News regarding the impending changes to UK gambling laws has been lacking in recent months, but sources close to the government say VIP schemes and betting limits are going to be cut.
The “senior source” told the Mail on Sunday that certain changes to the Gambling Act have been unofficially agreed to already, though it’s important to stress that no official announcements have been made at this stage.
The national newspaper’s anonymous insider said there will be a dramatic reduction in the amount customers can wager online.
Tighter restrictions are likely
The source reportedly told the Mail on Sunday that it’s “highly likely” the maximum bet for online slots will be brought in line with current FOBT laws.
Those following the recent changes to UK gambling laws will know that the government introduced a £2 limit for live betting terminals in 2019. Matching this would mean players could only stake a maximum of £2 per spin on online slots. The other major change that could affect high rollers is a ban on VIP schemes.
The Mail on Sunday’s article doesn’t define what it means by “VIP schemes,” but further investigation suggests that it may apply to loyalty programs that reward players who lose large sums of money. There is a chance, however, that the ban could extend to loyalty programs in general. If that’s the case, it may bring an end to all cashback incentives and VIP bonuses.
The rumored changes are, by and large, aimed at online casinos, though a ban on VIP schemes could impact poker sites. Rakeback schemes don’t necessarily reward players for losing money. Instead, points are earned based on the rake contributions a player makes.

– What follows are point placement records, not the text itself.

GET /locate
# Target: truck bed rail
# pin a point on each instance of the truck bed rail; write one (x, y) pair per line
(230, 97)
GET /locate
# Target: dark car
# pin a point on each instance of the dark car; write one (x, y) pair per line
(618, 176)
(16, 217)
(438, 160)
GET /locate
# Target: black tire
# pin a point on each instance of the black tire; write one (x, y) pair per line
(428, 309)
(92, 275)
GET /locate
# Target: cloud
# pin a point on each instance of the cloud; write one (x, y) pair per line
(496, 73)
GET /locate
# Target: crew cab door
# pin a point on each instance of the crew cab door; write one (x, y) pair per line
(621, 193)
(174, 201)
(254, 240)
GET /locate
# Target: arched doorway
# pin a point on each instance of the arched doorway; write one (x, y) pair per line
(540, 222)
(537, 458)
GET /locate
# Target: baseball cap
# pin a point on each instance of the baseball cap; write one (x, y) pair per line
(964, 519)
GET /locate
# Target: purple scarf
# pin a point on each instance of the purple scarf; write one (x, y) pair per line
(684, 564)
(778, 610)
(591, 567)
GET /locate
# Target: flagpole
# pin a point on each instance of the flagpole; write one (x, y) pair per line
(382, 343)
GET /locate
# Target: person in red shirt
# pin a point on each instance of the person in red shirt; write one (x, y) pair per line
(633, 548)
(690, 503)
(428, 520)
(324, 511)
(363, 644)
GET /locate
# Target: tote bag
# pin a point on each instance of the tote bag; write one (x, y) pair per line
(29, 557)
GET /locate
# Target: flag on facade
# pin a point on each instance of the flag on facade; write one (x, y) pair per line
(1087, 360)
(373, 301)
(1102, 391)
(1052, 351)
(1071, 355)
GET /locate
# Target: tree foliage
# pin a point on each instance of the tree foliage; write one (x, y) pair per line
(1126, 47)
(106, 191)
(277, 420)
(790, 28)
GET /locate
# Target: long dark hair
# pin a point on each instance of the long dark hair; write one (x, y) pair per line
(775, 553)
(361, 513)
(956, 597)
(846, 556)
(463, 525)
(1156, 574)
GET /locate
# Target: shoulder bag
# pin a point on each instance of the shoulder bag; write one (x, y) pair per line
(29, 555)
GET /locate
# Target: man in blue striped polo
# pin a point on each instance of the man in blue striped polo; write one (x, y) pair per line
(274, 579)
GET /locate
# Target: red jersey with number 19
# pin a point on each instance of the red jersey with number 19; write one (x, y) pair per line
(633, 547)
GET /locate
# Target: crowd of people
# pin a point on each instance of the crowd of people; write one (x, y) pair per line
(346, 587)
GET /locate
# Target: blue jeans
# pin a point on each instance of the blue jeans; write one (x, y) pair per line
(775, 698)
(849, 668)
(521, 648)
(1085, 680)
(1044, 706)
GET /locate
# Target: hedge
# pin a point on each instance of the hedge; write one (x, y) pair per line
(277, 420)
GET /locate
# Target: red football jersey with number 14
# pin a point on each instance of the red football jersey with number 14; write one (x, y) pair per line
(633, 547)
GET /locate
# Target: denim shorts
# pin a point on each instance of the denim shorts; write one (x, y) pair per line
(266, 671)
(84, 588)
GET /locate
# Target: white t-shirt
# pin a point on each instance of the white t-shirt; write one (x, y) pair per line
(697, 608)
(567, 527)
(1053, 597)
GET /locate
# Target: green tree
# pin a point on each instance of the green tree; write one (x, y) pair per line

But, it may be the case that government ministers aren’t aware of such nuances. Therefore, any ban on VIP schemes could result in a ban on rakeback at online poker sites in the UK.
UK gambling law shakeup could hurt poker players
CardsChat reached out to some of the leading UK operators for comment, but due to the proposed changes being little more than hearsay at the moment, no one is willing to speculate on the possible ramifications without having more information.
The one thing we know is that changes are coming. Oliver Dowden, Secretary of State for Digital, Culture, Media and Sport, said last year that he wants the UK’s gambling laws to be fit for the digital age, and he launched a review of the 2005 Gambling Act off the back of that comment.
A call for evidence followed and responses from ministers, industry insiders, and members of the public were collected. The submission period ended in March and the evidence has been under review since then. But, with COVID-19 pushing the majority of political issues into the background over the past 16 months, no official decisions have been made as of yet.